Kızını Faruk ile evlendiren adamın ben aklına tüküreyim. Zavallı kızcağız. Üstelik eğer dedikleri gibi zekiyse bizim yarım akıllı Faruk'a nasıl katlanacak?

"Her neyse benim odam kaç numara? Kızlar geldi mi?"

"Oda numaran 1010. Kızlar da gelmiş olmalılar." Telefonumu çıkartıp mesajlarımı kontrol ettim. Kızları ayarladığım adam onları bıraktığını söyleyen bir mesaj atmıştı.

Faruk onu odaya bırakmam için ısrar edince onunla birlikte asansöre binip odanın olduğu kata çıktık. "Belki fikrini değiştirirsin he kızlar güzelse." Toplantıda artarda içtiği viskilerden kafası çoktan gitmişti. Ona cevap verme ihtiyacı bile duymadım.

Odanın kapısını çaldığımızda saniyeler içinde kapıyı iki kadın açtı. Faruk'un bu eskort işlerini bu kadar sık yapmasından nefret ediyordum. Kendi itibarını tehlikeye attığı yetmiyormuş gibi bu yüzden yakalanırsa hapse girebilir bizim itibarımızı da iki paralık edebilirdi. Ama aramızda bu kadar yaş farkı varken ve böylesine sarhoşken ona ders verecek kişi ben değildim.

"Faruk, bebeğim. Neden bizi bu kadar beklettin?" Kızlardan biri Faruk'a elini uzatıp içeri buyur etti. Birbirlerini tanıyorlardı. Hiç şaşırmamıştım. Şehirde Faruk'un tanımadığı bir eskort olabilir miydi? Kızlar yaş olarak çok küçük olmasalar bile giyim tarzları ve vücut ölçüleri ile çocuk gibi duruyorlardı. İkisi de 45 kilo, kıvrımsız, düz vücutlara sahip soluk tenli kadınlardı. Onu orada bırakıp yanlarından ayrılmak üzereyken kadınlardan diğeri bana seslendi.

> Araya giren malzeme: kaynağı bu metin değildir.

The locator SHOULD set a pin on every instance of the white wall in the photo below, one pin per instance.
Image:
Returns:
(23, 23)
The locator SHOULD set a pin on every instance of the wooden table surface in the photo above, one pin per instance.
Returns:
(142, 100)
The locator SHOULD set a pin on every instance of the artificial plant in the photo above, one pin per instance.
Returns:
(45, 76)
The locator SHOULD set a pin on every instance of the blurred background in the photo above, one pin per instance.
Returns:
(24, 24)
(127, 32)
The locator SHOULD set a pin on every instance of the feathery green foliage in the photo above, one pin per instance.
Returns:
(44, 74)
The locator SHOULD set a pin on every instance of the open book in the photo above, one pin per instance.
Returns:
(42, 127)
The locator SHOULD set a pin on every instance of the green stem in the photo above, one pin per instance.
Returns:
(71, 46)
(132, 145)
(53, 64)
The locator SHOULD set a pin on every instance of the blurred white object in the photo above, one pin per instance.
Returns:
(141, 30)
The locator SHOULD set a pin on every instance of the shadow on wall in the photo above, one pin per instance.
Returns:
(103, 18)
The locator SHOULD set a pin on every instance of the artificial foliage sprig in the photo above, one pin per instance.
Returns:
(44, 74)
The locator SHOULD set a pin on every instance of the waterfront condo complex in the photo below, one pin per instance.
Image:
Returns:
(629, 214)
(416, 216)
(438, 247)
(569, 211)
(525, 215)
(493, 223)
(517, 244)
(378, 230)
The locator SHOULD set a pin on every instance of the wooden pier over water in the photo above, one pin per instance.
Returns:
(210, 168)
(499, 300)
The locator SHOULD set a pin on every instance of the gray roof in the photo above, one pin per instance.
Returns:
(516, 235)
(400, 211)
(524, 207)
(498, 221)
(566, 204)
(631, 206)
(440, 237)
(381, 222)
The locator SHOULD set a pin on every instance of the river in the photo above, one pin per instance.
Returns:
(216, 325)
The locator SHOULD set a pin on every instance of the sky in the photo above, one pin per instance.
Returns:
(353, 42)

"Sen gelmiyor musun? Bu gece seni çok iyi hissettirebilirim."

Faruk çoktan diğeri ile yatak odasına gitmişti. Sesleri ise benim olduğum yerden duyuluyordu. "Yok ben gelmeyeceğim. Arkadaşım çok içti ve olay çıkarmasını istemiyorum. Eğer bir şey olursa beni hemen arar mısın? Numaramı yaz."

Kız telefon numaramı vestiyerin üzerinde duran kalem ve kağıdı kullanarak not aldı. Oradan ayrıldıktan sonra asansörde tekrar telefonumu kontrol ettim.

Bir cevapsız çağrı. Arayan Yasemin'di. Buraya gelmiş olmalıydı ve muhtemelen benim nerede kaldığımı merak etmişti. Aramak yerine mesaj atmaya karar verdim. İçeriye girdilerse gürültüden konuşmamız imkansızdı.

"5 dakikaya oradayım. İçeri girdiniz mi?" Yase ile ilişkimi arkadaş grubu içerisinde seviyeli bir şekilde sürdürmeye çalışıyordum. Daha fazlasını istediğini biliyordum ama ilişkimiz arkadaşlık ve fuck-buddy'lik arasında sekmekten ileriye hiç bir zaman gitmiyordu.

"Hayır. Otopark bulamadık. Vale de doluymuş o da almadı. Senin adını da verdik ama bize inanmadı ashdbakjsd." Mekan o akşam çok kalabalıktı. Muhtemelen beni tanıyan arkadaşlarım buraya sıklıkla geldiğimi bildiği için valeye beni tanıdıklarını söylüyorlardı. Yase ve diğerlerini içeri almak için girişe gittim.

"Çocuklar bizimkilere yer bulamamışsınız. Alın bakalım şunu, bak şu araba, ona bir yer bulun." Cebimden 50 dolar çıkartıp valenin eline sıkıştırdım. Bizimkilerin içinde olduğu arabayı işaret ettiğimde konuştuğum vale koşarak yanlarına gidip arabayı teslim aldı.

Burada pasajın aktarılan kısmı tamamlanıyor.